For each detection, create a derived event e3 which includes two attributes = {N, C}; E3 values are derived as: E3.N := E1.N ; E3. C = E1. A * E2. B.

Let's also assume that the relevant temporal context is time-stamps = [1, 5] - and the events of types E1 and E2 that arrived during this period are displayed in the table below:




The question is: how many instances of event E3 are going to be created, and what will be the values of their attributes?

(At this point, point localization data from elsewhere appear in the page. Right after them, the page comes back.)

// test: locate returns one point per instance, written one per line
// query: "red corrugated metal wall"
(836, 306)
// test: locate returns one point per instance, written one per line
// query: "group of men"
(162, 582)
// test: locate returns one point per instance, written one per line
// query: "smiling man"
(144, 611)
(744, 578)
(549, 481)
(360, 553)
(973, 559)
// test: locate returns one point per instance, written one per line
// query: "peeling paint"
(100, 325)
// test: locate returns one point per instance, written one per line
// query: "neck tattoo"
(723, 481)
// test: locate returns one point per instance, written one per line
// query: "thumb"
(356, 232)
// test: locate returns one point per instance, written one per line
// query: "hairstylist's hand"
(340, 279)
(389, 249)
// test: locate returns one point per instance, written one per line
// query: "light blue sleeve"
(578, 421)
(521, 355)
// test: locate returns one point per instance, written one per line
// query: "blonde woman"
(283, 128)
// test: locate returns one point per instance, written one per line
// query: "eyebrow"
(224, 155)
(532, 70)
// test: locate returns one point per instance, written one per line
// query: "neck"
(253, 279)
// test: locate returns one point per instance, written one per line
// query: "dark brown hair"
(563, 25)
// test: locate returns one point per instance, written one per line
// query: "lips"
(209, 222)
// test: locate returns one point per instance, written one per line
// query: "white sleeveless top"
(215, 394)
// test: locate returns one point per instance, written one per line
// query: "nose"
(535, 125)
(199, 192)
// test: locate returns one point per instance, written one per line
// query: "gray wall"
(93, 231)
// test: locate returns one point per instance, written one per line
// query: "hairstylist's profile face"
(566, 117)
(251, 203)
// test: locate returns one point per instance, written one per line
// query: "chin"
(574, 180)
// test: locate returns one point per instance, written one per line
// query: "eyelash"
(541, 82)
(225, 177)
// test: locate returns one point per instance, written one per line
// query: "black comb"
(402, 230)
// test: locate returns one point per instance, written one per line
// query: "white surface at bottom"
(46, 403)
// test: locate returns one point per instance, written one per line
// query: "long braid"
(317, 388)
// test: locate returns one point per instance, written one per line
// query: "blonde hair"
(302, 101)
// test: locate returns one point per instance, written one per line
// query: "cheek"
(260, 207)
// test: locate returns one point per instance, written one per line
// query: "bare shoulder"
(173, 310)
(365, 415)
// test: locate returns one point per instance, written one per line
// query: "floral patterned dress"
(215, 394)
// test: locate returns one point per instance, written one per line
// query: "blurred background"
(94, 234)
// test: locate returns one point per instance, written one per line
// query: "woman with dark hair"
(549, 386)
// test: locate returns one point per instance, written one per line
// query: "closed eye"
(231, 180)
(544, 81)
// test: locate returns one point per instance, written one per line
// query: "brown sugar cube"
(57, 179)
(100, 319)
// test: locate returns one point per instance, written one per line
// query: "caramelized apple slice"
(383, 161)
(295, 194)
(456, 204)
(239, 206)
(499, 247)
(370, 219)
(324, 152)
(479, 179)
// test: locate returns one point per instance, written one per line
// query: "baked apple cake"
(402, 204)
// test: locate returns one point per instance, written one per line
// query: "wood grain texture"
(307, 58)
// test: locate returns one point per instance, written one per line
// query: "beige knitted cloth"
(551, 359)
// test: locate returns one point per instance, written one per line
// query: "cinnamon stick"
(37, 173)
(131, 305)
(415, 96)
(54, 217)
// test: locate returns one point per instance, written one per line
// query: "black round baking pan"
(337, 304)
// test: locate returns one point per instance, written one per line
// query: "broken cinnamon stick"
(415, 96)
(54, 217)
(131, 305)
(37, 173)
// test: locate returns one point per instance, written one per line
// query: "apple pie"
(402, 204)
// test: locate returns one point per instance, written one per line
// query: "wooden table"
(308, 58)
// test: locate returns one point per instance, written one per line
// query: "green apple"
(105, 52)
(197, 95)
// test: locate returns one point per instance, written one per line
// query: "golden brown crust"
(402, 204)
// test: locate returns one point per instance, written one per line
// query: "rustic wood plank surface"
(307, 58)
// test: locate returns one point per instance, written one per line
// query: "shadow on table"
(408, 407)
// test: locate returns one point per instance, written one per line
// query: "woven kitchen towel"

Looking at this example, for N = 2, there is exactly one pair that matches the pattern
E1 that occurs in timestamp 5, and E2 that occurs in timestamp 4, so E3 will have the attributes {N = 2, C = 24}. However, for N = 1 things are more complicated. If we'll take the set oriented approach that looks at it as "join" (Cartesian product), since we have 3 instances of E1 and two instances of E2, we'll get 6 instances of E3 with all combinations. In some cases we may be interested in all combinations, but typically in event processing we are looking for match and not for join -- that is the difference between "event-at-a-time" type of patterns and "set-at-a-time" patterns that is being used by some of the stream processing semantics. So what is the correct answer ? -- there is no single correct answer, thus what is needed is to fine tune the semantics using policies. For those who are hard-coding event processing, or using imperative event processing languages, this entire issue seems a non-issue, since when they develop the code for a particular case they also build (implicitly) the semantics they require for a specific case, however policies are required when using higher level languages (descriptive, declarative, visual etc...), policies are needed to bridge between the fact that semantics is built-in inside higher level abstraction, and the need to fine-tune the semantics in several cases. In our case we can have several types of policies:

Policies based on order of events - example:

For E1 - select the first instance; for E2 - select the last instance.
For E1 - select the last instance; for E2 - select the last instance

Policies based on values - example:

For E1 - select the highest 2 instances for the value of A ; for E2 select the lowest instance for the value of B.

These are examples only -- it is also important to select a reasonable default which satisfies the "typical case", so if the semantics fits this default, no more action is needed.

These have been examples only, in one of the next postings I'll deal with identifying the set of policies required in order to make the semantics precise.